Ketakjuban Davis belum berakhir. Saat memasuki waktu Zuhur, Khadim
meminta bantuannya untuk menjaga stan miliknya selama ia shalat. Davis
bersedia dan melewatkan dua kelas hari itu.
“Aku belum pernah menemukan orang setulus dia, yang tersenyum padaku,
memelukku, dan mengatakan dirinya berbahagia untukku.”tambah Davis.

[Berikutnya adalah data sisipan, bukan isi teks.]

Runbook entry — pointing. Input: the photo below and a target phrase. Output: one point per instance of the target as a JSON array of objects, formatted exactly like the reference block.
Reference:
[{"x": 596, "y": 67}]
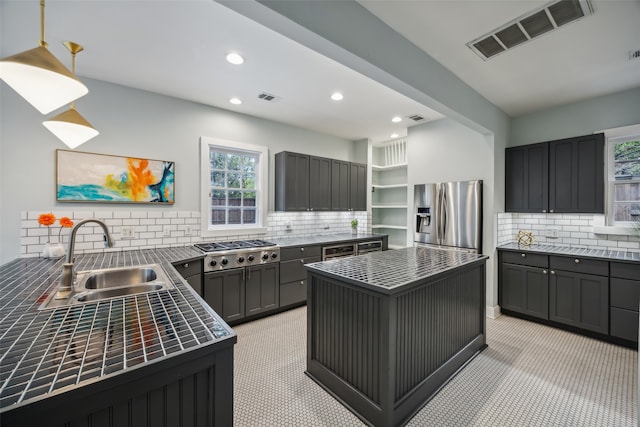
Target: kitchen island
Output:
[
  {"x": 385, "y": 331},
  {"x": 156, "y": 358}
]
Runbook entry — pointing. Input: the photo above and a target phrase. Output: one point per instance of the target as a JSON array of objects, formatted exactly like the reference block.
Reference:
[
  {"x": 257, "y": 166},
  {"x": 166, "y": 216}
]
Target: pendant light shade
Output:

Saat bersama Khadim itulah, seorang mahasiswa Pakistan menghampiri
dan menyapa pria Senegal itu. Seperti Khadim, ia mengira Davis seorang
Muslim, dan gembira saat mendengar Davis telah membaca Alquran. Ia lalu
menawari menawarkan dirinya untuk menemani Davis melihat-lihat masjid.
Dan Davis menerima tawarannya.
Keesokan harinya, mahasiswa itu menjemput Davis dan membawanya ke
sebuah masjid milik Asosiasi Komunitas Muslim di Santa Clara Kalifornia
setelah terlebih dulu ia mengajak Davis makan siang di rumahnya. Saat
tiba di masjid, Davis disambut sekitar 40 pria yang menyapanya sambil
tersenyum.
Setelah duduk dan bergabung dengan pria-pria tersebut, Davis ditanya
apakah ia mengetahui sesuatu tentang Islam. Ia menceritakan Alquran yang
dibelinya dan menyampaikan hal-hal tentang Islam yang diketahuinya
melalui kitab tersebut. Lalu seorang di antara mereka bertanya apakah
Davis mempercayai Nabi Muhammad dan tanpa ragu Davis menjawab ‘Ya.’
Davis juga ditanya apakah ia percaya bahwa Yesus adalah Tuhan atau anak Tuhan? Dan ia menjawab ‘Tidak’.
Mahasiswa Pakistan itu lalu menjelaskan banyak hal tentang Islam pada
Davis. Ia menjelaskan tentang malaikat, kitab-kitab Allah, hari
penghakiman (yaumul hisab), dan banyak lainnya. Setelah memberikan
penjelasan itu, ia bertanya apakah Davis mempercayai semua itu. Davis
kembali menjawab “Ya,” lalu pria itu berkata, “Itu adalah apa yang
dipercayai oleh Muslim dan kamu mempercayainya. Maka apakah kamu ingin
menjadi seorang Muslim?”
Davis kembali menjawab ‘Ya’ tanpa keraguan sedikitpun. Mahasiswa itu
lalu membimbing Davis membaca syahadat tepat pada tanggal 17 Ramadhan
1416 H. [ns/islampos/islamislogic]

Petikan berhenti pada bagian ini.